Version: v1.1

Service Failure Handling

Introduction

This page documents how AosCore detects and handles service instance failures at the Service Manager (SM) level. When a service instance crashes, exceeds resource limits, or becomes unreachable due to connectivity loss, SM must detect the failure, report it through the system, and apply the configured recovery policy. Understanding these mechanisms is essential for OEMs configuring service restart behavior and diagnosing production failures.

Service failure handling involves three phases: detection (identifying that a failure occurred), reporting (propagating the failure status to CM and ultimately to the cloud), and recovery (applying restart policies to restore the service).

Failure Detection Mechanisms

The SM Launcher's container runtime detects service failures through its Runner module, which continuously monitors the systemd units that host service instances.

Process Exit Detection via Systemd Unit Monitoring

Each container service instance runs as a systemd transient unit (aos-service@<instance-id>.service). The Runner module monitors these units by polling their state every second via the systemd D-Bus connection:

Systemd Unit State	Mapped Instance State	Meaning
`active`	Active	Process is running normally
`inactive`	Inactive	Process has stopped (graceful shutdown)
`failed`	Failed	Process exited with an error or was killed
`activating`	(monitored during startup)	Process is starting up
`deactivating`	Failed	Process is shutting down unexpectedly
Any other state	Failed	Unexpected state treated as failure

The Runner maintains two tracking maps:

Starting units — units that are in the process of being launched. If a starting unit enters the failed state, the Runner immediately notifies the waiting start operation.
Running units — units that have successfully started. The monitoring thread detects state changes and reports them to the container runtime via the RunStatusReceiverItf callback.

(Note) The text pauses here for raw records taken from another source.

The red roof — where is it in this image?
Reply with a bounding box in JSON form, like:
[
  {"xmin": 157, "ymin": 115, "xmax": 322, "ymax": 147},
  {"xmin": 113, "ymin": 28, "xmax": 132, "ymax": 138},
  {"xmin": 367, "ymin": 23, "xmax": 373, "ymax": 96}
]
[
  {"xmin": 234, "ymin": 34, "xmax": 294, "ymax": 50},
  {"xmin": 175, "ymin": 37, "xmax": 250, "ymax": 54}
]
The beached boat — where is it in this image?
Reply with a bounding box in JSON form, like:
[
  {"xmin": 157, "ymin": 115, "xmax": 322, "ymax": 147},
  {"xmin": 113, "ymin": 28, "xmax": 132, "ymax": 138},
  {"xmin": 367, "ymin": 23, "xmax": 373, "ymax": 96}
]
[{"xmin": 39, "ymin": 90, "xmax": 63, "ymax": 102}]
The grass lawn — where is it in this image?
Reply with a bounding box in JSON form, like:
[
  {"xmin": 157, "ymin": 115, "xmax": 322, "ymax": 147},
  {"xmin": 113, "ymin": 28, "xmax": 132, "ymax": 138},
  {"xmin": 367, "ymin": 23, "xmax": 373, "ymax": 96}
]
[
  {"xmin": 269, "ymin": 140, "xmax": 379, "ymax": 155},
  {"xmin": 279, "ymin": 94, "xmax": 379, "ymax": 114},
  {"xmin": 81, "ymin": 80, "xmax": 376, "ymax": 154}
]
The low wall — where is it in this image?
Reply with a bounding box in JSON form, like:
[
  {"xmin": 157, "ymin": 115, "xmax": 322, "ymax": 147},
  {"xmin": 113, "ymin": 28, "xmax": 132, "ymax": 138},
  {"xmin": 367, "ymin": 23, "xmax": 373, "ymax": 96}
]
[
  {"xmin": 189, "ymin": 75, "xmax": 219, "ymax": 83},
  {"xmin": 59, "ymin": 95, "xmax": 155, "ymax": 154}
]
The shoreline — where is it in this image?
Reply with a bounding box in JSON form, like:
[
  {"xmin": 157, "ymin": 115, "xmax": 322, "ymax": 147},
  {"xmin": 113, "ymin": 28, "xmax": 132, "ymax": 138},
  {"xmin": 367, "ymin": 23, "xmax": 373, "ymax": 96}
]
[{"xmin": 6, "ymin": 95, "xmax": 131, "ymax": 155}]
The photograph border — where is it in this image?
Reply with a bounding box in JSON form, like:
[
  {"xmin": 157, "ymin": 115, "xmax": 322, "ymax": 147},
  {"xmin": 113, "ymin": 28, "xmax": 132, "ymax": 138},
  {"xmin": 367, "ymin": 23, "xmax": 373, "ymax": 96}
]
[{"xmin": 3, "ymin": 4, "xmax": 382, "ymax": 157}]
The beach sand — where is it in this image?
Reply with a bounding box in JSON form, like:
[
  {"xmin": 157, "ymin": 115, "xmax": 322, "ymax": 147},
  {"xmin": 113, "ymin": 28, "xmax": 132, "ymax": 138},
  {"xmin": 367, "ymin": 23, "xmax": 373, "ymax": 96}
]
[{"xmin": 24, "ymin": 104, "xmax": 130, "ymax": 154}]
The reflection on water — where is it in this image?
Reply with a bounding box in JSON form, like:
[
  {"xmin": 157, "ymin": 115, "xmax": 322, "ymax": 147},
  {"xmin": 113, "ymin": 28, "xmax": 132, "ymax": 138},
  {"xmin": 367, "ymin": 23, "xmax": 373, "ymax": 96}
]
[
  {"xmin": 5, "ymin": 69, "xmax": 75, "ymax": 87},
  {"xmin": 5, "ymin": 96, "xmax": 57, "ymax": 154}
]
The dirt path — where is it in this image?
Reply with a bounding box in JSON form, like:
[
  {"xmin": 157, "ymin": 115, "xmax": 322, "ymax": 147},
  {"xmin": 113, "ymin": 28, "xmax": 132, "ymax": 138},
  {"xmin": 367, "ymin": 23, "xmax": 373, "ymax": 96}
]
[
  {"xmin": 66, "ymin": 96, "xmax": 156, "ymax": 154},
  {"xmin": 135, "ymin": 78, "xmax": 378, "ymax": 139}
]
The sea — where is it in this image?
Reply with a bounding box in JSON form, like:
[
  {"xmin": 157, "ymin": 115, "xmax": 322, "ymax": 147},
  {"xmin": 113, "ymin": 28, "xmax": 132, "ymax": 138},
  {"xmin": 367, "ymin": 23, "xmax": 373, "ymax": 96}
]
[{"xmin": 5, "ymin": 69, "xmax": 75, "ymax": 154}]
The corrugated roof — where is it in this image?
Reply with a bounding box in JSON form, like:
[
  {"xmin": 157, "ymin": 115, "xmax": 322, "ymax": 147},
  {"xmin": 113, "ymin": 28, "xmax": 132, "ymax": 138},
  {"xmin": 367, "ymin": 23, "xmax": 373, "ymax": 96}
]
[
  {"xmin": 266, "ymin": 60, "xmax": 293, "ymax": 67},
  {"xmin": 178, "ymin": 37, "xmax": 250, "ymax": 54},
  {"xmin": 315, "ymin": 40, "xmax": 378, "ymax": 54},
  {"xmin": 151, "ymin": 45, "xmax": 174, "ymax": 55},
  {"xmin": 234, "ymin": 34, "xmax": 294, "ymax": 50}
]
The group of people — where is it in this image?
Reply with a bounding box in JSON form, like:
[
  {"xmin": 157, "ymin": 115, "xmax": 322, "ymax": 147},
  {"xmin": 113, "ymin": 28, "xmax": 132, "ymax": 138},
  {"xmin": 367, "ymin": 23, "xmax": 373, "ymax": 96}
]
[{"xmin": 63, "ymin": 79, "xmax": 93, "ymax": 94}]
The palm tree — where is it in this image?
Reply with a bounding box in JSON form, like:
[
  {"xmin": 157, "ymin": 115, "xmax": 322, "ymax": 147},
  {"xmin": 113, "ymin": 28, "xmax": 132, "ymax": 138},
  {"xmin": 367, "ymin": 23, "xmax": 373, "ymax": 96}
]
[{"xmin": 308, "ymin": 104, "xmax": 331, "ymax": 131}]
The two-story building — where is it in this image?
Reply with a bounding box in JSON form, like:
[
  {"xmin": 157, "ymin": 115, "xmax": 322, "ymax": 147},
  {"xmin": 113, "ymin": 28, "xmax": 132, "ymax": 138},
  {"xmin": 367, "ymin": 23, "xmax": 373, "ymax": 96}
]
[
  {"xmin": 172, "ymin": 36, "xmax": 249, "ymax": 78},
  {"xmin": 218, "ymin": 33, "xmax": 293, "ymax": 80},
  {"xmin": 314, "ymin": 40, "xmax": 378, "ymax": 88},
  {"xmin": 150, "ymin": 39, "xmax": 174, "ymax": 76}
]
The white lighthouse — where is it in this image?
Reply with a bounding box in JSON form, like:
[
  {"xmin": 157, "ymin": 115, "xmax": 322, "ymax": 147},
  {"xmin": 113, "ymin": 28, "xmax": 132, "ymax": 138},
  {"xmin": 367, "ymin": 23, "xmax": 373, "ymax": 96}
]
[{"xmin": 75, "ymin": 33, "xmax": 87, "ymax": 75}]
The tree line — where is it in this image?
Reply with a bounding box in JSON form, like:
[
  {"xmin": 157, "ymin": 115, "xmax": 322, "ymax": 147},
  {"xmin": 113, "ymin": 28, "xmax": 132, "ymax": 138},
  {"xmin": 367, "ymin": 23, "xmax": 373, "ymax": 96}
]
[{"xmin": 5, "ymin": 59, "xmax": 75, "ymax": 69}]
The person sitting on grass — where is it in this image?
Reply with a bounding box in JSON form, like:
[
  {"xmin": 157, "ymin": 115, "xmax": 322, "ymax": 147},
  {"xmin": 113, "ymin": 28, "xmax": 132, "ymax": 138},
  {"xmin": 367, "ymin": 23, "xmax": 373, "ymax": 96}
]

When a running unit's state changes (e.g., from active to failed), the Runner collects the exit code from systemd and reports a RunStatus containing the instance ID, new state, and error information.

Offline TTL Expiration

Each service instance can have an offline TTL (Time-To-Live) configured in its OCI image configuration. This mechanism stops instances that have been running without cloud connectivity for too long:

When the cloud connection drops, the Launcher records the disconnect timestamp
A timer is started based on the shortest TTL among all Active/Activating instances
When the timer fires, the Launcher checks each instance:
- If time_since_disconnect > instance.offlineTTL, the instance is stopped
- The instance transitions to the Failed state
If connectivity is restored before any TTL expires, the disconnect timestamp is cleared and the timer is cancelled

Instances without a configured offline TTL (duration of zero) are not affected by connectivity loss and continue running indefinitely.

Resource Limit Violations

Container instances run with Linux cgroup resource limits enforced by the container runtime:

CPU — quota/period-based limiting
Memory (RAM) — hard memory limit in bytes
PID count — maximum number of processes

When a container exceeds its memory limit, the Linux kernel's OOM killer terminates the process. This causes the systemd unit to enter the failed state, which the Runner detects during its next polling cycle. The exit code from the OOM kill is captured and included in the error report.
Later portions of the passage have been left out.